Objects in the bank may be identified by one, or both of the following
identifiers: IID (internal identifier) - an integer
identifier, internal to AMOS; and EID (external identifier) - a string
representing some external identifier of the record, e.g. the original
name of a sequencing read. Both identifiers must be unique
for a specific object type, but may be shared by multiple objects.
For example, there can only be one contig with an IID equal
to 1, however there can be both a contig, and a read, and an overlap,
all with the IID = 1.
Message
files
The AMOS banks are not the only mechanism for AMOS modules to
communicate with each other, and to the "outside world". AMOS
also uses a flat-file format (AMOS message files) inspired by
the format used in Celera
Assembler. This format is generally used as an
intermediate format for converting to and from external file formats.
The AMOS message files are then used to populate the
data-structures present in a bank.
For more details on the AMOS message file format check out the
following two documents. The use of message files will be
described in more detail in the remainder of this tutorial.
Reading
and writing banks
To learn how to generate AMOS message files check out the section
called Creating inputs for AMOS. Assuming you already have an
AMOS message file, most of the modules will require that the
information from this file be loaded into a bank. This
section describes the commands used to transfer information between a
bank and the message file.
The command bank-transact
can be used to load a message file into a bank. In its
simplest invocation:
bank-transact -b
mybank -m mymessagefile
bank-transact loads the messages in mymessagefile into the bank mybank.
Note that this invocation assume the bank already exists, and
bank-transact will fail otherwise. When creating a new bank
you can run:
bank-transact -c -b
mybank -m mymessagefile
The option -c stands for "create". By also providing the
option -f (force), the bank will be overwritten if it already
exists.
The contents of a bank can be output into a flat-file format with the
command:
bank-report -b
mybank
By default bank-report outputs all the data in the bank. The
output can be restricted to certain message types by providing the 3
letter codes of the messages to be output, e.g:
bank-report -b
mybank CTG RED
will output all the contigs (CTG) and read (RED) records. In
addition bank-report allows the user to specify a list of EIDs (option
-E) or a list of IIDs (option -I) that will be reported.
Bank
locking
To allow concurrent access to the bank, AMOS programs lock the bank
while the operate on it. There are two types of locks: for
reading, and writing. If a bank is locked for reading, other
read accesses are allowed but no writes. If a bank is locked
for writing, no concurrent accesses are allowed. Some of the
AMOS tools (such as the viewer Hawkeye), have an option to load a bank
in "inspect" mode, i.e. the code ignores any locks placed on the bank.

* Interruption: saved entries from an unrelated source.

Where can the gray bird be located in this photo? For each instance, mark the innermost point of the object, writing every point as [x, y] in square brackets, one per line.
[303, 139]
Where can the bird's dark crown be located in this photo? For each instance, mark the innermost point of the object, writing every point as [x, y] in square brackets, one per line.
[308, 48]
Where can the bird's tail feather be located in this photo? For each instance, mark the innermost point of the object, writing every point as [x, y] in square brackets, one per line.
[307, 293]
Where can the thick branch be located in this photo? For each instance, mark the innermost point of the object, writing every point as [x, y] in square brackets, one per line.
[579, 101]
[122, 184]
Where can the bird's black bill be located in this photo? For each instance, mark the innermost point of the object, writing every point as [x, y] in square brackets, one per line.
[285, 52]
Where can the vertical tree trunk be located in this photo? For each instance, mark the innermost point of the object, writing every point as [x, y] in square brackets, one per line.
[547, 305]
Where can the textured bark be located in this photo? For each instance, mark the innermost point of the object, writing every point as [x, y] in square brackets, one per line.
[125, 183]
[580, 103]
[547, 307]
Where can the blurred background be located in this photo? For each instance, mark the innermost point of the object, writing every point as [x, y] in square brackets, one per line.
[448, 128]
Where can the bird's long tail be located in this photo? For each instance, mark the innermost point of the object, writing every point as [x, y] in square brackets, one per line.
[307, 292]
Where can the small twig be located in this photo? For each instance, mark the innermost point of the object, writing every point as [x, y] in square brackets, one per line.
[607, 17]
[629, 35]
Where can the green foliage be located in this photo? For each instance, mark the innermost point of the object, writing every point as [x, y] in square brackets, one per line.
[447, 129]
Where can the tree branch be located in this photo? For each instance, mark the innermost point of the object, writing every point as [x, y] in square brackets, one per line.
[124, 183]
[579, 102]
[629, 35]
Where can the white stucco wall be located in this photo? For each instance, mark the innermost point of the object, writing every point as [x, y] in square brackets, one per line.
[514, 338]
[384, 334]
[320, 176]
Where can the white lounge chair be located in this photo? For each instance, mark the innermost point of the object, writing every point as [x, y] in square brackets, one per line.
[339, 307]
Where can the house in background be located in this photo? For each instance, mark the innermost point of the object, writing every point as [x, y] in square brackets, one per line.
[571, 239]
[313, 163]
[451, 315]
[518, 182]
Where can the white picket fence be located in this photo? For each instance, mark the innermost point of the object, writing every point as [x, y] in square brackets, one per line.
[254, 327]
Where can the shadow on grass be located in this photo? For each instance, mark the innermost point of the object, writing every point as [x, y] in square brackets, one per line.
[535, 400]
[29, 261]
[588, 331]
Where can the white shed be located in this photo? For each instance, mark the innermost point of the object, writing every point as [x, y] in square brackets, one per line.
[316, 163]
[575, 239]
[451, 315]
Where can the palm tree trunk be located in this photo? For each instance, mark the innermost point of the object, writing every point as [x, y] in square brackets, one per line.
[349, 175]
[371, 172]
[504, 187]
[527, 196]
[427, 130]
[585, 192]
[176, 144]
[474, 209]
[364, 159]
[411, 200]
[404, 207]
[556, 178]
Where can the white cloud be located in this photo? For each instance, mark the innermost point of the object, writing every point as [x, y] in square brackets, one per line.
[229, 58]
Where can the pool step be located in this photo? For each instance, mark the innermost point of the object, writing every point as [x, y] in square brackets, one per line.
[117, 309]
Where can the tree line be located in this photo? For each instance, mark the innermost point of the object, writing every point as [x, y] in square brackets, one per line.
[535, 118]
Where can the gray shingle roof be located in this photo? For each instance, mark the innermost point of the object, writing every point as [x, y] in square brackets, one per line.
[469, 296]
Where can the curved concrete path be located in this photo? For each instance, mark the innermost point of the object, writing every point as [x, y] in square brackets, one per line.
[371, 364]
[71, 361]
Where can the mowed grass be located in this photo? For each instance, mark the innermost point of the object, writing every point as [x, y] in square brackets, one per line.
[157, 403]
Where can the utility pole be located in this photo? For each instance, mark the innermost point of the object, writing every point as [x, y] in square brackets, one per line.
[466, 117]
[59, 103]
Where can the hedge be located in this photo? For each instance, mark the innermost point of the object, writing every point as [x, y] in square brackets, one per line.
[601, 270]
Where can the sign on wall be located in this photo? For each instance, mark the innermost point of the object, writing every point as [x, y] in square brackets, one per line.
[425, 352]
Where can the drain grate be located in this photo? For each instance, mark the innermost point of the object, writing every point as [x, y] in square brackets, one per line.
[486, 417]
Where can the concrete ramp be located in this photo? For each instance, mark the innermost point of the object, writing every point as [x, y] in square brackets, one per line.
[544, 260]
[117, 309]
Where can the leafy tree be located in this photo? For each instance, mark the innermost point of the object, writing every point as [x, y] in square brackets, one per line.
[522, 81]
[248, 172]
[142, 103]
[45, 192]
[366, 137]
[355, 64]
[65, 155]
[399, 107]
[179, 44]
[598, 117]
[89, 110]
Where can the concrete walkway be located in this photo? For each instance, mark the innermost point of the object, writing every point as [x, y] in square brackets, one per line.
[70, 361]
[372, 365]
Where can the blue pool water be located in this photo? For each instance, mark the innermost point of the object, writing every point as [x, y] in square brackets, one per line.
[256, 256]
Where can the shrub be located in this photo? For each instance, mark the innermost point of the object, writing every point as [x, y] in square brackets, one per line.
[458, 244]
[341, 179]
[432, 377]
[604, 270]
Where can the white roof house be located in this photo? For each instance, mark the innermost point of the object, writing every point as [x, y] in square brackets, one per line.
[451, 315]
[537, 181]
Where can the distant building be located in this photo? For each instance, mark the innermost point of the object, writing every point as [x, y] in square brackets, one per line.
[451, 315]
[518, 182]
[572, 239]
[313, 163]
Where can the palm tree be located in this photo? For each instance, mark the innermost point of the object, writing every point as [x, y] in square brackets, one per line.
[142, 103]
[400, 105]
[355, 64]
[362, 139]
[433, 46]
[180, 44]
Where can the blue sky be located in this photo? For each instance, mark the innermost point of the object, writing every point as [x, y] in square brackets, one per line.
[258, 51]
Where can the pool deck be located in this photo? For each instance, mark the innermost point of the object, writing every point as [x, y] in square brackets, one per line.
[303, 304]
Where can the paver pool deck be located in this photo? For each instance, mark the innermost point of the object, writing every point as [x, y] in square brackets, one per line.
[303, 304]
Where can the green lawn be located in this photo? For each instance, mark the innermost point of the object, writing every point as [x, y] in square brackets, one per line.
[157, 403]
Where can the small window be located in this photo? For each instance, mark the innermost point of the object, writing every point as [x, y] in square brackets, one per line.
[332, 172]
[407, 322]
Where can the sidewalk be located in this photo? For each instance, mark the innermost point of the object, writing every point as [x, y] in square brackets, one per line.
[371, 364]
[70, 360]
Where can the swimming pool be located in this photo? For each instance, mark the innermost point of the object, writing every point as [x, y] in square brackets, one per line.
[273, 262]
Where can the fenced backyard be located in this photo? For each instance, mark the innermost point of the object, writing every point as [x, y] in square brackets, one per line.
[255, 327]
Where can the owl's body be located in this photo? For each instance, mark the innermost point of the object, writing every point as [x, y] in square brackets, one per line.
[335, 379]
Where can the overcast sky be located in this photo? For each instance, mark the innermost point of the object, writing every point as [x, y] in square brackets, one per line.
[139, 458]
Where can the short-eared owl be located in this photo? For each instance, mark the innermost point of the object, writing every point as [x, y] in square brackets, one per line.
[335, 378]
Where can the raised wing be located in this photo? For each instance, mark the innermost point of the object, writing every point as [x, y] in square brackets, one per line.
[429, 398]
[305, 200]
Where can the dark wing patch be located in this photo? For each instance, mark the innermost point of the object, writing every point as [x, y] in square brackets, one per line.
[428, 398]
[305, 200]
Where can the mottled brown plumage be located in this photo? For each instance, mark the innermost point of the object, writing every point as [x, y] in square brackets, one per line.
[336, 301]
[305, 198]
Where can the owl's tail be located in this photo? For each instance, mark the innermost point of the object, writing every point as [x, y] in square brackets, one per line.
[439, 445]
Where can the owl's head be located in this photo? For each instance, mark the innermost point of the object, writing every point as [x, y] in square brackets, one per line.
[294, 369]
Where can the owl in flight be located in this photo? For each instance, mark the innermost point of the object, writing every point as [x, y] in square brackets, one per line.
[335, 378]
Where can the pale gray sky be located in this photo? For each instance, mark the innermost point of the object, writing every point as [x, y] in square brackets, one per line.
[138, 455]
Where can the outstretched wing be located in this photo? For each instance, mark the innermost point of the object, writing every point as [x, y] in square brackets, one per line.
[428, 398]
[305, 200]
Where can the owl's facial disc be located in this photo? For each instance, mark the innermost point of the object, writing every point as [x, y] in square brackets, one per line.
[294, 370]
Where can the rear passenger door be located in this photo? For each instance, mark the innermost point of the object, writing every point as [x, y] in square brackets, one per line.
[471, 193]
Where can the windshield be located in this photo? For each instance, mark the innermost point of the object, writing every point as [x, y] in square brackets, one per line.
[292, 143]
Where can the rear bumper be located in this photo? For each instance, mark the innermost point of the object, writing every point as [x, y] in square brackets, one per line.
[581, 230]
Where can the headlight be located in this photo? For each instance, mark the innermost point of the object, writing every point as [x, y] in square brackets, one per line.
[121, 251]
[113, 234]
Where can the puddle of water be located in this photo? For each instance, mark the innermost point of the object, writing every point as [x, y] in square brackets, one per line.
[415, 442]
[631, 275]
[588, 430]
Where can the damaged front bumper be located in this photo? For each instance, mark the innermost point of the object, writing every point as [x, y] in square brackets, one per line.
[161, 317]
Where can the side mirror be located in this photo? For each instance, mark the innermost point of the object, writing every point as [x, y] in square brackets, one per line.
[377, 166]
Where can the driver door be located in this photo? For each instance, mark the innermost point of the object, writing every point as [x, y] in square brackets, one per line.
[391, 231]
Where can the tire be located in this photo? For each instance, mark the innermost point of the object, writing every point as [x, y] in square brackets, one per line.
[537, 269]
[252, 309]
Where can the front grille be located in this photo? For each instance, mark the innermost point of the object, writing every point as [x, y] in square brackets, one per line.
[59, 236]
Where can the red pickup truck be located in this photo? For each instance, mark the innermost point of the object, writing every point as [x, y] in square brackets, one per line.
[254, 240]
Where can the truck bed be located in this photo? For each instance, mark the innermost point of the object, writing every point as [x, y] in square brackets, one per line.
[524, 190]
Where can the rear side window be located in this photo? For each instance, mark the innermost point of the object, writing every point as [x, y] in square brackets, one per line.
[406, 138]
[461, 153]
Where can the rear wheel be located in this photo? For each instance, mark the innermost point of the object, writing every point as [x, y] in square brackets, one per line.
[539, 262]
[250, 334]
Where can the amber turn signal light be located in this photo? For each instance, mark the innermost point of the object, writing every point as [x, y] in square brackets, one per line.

In certain situations, if a program accessing the bank crashes, the
bank may remain locked, prohibiting further access. All
existing locks can be removed with the command (make sure that another
user is not accessing the same bank):
bank-unlock mybank
Bank
versions
The specific format of the AMOS bank is closely related to the current
version of the AMOS software. The banks are not backward
compatible, i.e., a bank produced by AMOS 1.0 will not be readable by
AMOS 1.5. A simple solution for reading a bank created by an
older version of AMOS is to output the contents of the bank using
bank-report (the AMOS distribution contains old versions of the
bank-report code, e.g. bank-report-1.1) , then reload the bank with the
most recent bank-transact command.
Pipelines
As it has hopefully become clear from the introduction to AMOS above,
most genome assembly tasks involve the sequential execution of several
modules, in an assembly line (or pipeline) fashion. AMOS
provides a mechanism for quickly putting together simple pipelines.
By "simple" we mean situations where the specific assembly
task involves running several programs in order, without the need for
more complex control structures such as "if" statements or loops.
To implement complex pipelines you will have to rely on Perl
or another complex programming language.
An AMOS pipelines are described in a simple interpreted language, and
consist of a series of steps
that are executed in order. The steps are meant to provide a
logical breakdown of the individual assembly
tasks, representing the execution of one or more programs.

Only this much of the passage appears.